今のアフリカのニジェールのことを考えてたら、昔ミニシアターで観た「ルムンバの叫び」を思い出してしまいました。
この映画に関連して、藤永茂さんのことを遅まきながら知りました。
福島原発事故で、原発や核開発のことを調べてましたら、遅まきながら藤永さんのブログに突き当たり、「カタンガのウランが広島の空に」を繰り返し読み返しています。そしてサンジェーのことも。
原爆の日の本日、午後9時〜nhkスペシャルで
「原子爆弾極秘記録
知られざるウラン争奪 謎のウラン商人が暗躍」
が放送されるそうです。
藤永茂さんのブログを愛読してる者にとっては、
当たり前、何を今さらの感じがしますが
どんな内容なるやら

このことをお知らせしたくて、コメントいたしました。まだまだ暑い日が続きますがご自愛下さい。
NHKスペシャル (藤永茂)
2023-08-06 12:48:02
どんどん様
お知らせ有り難うございました。今夜しっかりと視聴します。
原爆の子 (大橋晴夫)
2024-04-14 13:05:21
ブログ記事二つ(2024.04.11.と2023.08.06.)を読み直したところ、いま一つの映画を思い出しました。
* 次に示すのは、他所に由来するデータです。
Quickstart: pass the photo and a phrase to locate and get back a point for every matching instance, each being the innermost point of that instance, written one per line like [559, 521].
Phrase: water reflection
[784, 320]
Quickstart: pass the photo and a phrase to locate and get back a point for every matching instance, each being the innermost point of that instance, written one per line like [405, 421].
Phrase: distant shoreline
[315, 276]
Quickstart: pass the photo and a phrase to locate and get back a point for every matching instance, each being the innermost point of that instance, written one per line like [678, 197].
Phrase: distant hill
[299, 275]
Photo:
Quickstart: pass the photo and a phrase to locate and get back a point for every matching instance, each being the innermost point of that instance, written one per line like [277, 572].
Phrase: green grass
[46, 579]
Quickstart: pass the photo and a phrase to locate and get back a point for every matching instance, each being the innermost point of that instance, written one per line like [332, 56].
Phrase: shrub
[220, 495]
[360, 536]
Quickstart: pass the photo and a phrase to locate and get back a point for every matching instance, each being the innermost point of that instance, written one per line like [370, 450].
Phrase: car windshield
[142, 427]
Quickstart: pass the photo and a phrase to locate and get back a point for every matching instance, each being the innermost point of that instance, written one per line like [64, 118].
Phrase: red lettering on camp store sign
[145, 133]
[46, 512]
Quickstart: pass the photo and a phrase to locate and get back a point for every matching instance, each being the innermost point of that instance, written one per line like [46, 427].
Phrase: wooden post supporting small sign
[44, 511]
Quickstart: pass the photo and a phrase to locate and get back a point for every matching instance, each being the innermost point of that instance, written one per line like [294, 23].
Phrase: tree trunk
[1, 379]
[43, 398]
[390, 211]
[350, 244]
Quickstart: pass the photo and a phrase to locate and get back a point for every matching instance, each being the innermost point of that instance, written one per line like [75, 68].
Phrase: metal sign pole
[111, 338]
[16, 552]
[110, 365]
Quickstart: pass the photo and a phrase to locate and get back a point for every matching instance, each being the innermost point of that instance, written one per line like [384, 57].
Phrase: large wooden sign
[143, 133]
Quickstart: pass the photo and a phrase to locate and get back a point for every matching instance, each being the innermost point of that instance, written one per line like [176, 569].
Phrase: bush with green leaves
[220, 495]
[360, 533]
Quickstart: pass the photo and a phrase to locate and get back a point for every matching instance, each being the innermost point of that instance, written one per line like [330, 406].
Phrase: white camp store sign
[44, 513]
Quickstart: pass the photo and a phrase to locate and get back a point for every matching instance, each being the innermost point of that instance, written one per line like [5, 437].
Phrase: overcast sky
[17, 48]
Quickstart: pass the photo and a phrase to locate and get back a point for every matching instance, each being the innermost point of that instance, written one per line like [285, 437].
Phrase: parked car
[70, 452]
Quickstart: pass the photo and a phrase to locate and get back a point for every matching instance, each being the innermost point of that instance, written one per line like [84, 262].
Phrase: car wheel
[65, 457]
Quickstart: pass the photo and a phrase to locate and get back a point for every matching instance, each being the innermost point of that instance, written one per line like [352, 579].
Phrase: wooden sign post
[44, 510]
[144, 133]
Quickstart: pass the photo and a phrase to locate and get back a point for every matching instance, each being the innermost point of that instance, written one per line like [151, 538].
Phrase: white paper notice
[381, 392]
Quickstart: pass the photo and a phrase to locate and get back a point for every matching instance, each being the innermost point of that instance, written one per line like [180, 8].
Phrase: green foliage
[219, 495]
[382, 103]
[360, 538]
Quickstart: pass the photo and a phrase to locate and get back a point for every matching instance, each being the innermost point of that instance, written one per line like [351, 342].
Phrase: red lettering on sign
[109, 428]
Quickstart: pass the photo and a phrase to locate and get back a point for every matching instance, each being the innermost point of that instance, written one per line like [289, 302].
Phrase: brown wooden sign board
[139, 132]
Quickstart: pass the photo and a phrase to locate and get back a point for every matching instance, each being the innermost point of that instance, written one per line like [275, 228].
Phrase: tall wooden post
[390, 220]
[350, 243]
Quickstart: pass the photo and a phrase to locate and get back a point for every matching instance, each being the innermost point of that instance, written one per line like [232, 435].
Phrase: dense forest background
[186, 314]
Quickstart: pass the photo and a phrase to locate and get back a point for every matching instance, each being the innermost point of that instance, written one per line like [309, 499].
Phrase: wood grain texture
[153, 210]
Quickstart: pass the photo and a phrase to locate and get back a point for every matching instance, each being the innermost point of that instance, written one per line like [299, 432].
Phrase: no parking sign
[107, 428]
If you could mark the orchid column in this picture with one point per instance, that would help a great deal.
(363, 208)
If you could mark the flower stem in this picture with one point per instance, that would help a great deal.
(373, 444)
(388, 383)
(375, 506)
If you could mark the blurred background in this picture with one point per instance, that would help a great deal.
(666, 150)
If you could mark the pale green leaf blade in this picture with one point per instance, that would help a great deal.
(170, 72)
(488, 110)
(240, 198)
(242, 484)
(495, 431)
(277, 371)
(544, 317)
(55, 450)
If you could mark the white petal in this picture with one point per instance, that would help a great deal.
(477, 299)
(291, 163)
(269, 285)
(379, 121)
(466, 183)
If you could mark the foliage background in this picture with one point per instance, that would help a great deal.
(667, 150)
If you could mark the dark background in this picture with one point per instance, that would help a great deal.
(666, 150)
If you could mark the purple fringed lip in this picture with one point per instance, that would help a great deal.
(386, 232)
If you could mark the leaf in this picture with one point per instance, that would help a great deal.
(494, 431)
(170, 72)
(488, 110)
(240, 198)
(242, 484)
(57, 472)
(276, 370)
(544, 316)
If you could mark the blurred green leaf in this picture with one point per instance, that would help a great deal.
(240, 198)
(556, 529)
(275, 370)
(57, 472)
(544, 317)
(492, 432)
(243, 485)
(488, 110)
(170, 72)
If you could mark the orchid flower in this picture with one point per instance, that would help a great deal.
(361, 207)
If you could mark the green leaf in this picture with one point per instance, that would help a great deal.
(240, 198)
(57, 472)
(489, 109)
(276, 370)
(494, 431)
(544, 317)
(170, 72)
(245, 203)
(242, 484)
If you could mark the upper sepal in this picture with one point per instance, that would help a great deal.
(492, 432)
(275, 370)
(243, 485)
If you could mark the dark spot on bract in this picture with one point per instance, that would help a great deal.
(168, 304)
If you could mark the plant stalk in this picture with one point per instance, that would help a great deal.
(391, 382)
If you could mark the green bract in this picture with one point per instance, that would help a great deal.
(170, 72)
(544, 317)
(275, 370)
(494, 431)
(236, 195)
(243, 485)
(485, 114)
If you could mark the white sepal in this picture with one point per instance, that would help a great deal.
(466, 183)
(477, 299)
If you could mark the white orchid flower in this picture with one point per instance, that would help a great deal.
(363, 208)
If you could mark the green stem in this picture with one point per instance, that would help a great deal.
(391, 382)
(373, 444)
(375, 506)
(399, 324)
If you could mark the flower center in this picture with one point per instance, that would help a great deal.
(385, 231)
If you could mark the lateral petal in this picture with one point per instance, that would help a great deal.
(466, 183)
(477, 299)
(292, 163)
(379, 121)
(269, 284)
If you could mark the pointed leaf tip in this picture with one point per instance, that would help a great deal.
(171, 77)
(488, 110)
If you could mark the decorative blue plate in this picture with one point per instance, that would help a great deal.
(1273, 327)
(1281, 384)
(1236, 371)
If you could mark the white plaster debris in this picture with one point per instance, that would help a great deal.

映画をあまり見ない私には、外務省により圧力をかけられた原爆映画としか記憶がなかったのですが、それは新藤兼人監督による「原爆の子」と題する映画でした。「ひろしま」とも縁のある映画でした。ウイキペデイアによると「原爆の子」は現在もヨーロッパでたびたび上映されており、アメリカでは1995年(平成7年)にカリフォルニア州の大学の博物館で、2011年(平成23年)にはニューヨーク市ブルックリン区で上映された、とあります。